The Korean government has a free service for scanning the dark web and related personal account information leaks, to see if any of your account logins have been revealed in any known leaks. The service is similar to the "Have I Been Pwned?" website popular in the English speaking internet. In Korean it is known as the "털린 내 정보 찾기 서비스."
Using it is surprisingly simple, and only requires an active e-mail address to verify your use of the service, which itself is deleted every night. Here's how it works.
Korean logins checking service. Image: KIDC |
First, visit the website at https://kidc.eprivacy.go.kr/
Click the giant yellow banner as shown above. Or go directly to the sign-up page here: https://kidc.eprivacy.go.kr/search/issueVerify.do
You'll be brought to a page that explains the process.
As it explains, and in the FAQs, you will be inputting up to 5 logins (usernames and passwords) for accounts you may want to check.

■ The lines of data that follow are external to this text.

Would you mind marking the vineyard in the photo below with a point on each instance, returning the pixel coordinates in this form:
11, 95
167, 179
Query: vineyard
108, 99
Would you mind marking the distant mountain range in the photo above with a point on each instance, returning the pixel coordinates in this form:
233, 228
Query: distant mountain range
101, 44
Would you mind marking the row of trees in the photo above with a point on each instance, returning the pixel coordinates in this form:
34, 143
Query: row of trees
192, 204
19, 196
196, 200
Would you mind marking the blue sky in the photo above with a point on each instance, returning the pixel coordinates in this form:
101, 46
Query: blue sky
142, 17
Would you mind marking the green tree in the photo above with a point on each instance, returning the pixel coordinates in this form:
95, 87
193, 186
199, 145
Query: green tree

I think the point of this is that so many people reuse the same usernames/password combination on multiple sites. For example, you might have the @10wontips Twitter handle, be 10wontips@gmail.com, onlyfans.com/10wontips (ha ha), and reuse the same password for all. So the page isn't asking you for specific websites where you have accounts. It simply wants your commonly used usernames and passwords commonly used with those usernames.
Obviously this seems like a security risk to just give your login IDs/passwords here, but the page says all inputted information is hashed and destroyed near immediately after comparing your inputted data with their saved database of known leaks, including dark web leaks. Up to you if you trust this or not, but considering how often I've seen people reuse logins and passwords, and never use a password manager, it's probably not any riskier than their current online security habits.

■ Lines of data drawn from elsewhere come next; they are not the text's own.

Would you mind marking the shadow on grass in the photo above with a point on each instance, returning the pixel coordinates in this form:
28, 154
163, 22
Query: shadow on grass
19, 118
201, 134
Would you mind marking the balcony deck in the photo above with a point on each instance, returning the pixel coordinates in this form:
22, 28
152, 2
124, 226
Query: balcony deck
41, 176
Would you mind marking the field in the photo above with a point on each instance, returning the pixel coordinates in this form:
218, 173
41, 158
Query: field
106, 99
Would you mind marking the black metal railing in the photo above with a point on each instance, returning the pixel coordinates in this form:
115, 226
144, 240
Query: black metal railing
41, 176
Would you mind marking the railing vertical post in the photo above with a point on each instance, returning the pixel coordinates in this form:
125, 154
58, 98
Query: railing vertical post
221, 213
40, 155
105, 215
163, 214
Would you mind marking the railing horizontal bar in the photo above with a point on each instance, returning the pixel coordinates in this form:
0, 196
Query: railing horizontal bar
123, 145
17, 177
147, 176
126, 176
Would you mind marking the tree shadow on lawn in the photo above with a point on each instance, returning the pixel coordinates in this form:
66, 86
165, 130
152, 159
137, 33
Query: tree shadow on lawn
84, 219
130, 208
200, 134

Moving on. At the bottom of the page there's a box where you input your email address( USER @ SITE.COM) and hit the gray button to send a verification email to you, just to prove that you are real.

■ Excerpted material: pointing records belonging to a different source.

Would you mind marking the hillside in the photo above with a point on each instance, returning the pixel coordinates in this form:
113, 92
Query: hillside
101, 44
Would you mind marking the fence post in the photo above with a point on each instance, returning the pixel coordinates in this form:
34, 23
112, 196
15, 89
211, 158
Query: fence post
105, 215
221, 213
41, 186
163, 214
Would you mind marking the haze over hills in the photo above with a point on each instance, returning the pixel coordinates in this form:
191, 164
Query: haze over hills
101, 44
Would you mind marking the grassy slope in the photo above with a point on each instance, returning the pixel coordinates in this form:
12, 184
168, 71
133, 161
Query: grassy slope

Put that code into the second box under where you input your email and hit the blue button. You'll then have the right-side of the box activated with a simple CAPCHA checkbox to click.
Now you'll be at the page to input your usernames and passwords. Pretty obvious where they go.
It will run an immediate scan when you click the red 확인 (confirm) button, and hopefully all the results will return green. If anything comes back red, it's a known leak and you really ought to change that password anywhere you use it.
Image: ZDnet Korea |
If you get a red result, you can click through to get more info on where the leak is known from, but I didn't get any reds so can't verify that.